U.S. Securities and Exchange Commission scores A+ (96/100) on the SourceScore Index, which rates how citable a source is for AI-era and research use. At grade A+, U.S. Securities and Exchange Commission ranks among the most citable sources for AI-era retrieval and research. The grade combines Citation Discipline 98/100, Modern Reference 95/100, and Citation Velocity 95/100 — full breakdown above.
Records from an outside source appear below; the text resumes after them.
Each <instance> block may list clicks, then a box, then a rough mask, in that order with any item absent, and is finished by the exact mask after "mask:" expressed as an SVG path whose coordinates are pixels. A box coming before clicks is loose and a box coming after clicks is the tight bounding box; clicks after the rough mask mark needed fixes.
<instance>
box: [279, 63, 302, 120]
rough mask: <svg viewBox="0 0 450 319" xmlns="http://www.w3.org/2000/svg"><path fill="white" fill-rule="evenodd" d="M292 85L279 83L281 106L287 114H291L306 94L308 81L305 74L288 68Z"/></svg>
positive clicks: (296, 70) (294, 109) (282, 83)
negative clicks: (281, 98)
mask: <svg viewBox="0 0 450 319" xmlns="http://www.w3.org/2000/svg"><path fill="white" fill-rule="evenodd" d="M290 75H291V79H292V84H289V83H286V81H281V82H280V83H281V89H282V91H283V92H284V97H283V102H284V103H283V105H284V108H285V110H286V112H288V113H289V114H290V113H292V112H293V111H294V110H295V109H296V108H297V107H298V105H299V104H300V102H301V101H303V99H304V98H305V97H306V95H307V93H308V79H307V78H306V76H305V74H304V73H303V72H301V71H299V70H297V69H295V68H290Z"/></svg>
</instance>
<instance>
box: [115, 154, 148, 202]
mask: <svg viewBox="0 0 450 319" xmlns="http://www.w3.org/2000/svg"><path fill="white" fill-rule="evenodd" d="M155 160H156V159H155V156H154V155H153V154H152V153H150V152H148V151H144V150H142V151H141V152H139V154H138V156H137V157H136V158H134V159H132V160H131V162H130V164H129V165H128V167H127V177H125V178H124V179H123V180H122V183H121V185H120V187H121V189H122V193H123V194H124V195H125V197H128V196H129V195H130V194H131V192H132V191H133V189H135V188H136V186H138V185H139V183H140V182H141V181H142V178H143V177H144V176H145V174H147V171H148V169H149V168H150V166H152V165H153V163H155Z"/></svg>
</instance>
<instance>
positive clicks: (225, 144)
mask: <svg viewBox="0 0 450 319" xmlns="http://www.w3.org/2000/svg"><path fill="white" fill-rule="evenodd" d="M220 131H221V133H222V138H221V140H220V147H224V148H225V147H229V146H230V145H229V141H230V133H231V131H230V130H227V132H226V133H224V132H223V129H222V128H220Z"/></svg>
What is U.S. Securities and Exchange Commission's SourceScore?
U.S. Securities and Exchange Commission (sec.gov) scores 96/100 (Grade A+) on the composite SourceScore Index. Sub-scores: Citation Discipline 98/100, Modern Reference (AI-era fitness) 95/100, Citation Velocity 95/100. Verified 2026-04-28.
How does SourceScore evaluate U.S. Securities and Exchange Commission?
U.S. Securities and Exchange Commission is scored across three dimensions on the SourceScore Index methodology: Citation Discipline (how rigorously the source cites primary references), Modern Reference (fitness for AI-era retrieval), and Citation Velocity (how often the source is cited per week). Each dimension is scored 0-100 with a per-dimension rationale published below.
Why does U.S. Securities and Exchange Commission score A+?
A+ — primary-source government data is the highest-trust citation tier in any LLM training set.
What is U.S. Securities and Exchange Commission?
Primary-source regulator publishing every public-company filing (13F, 10-K, 8-K, etc.) since 1934. Category: Government. Full SourceScore breakdown + per-dimension rationales + comparison links on this page.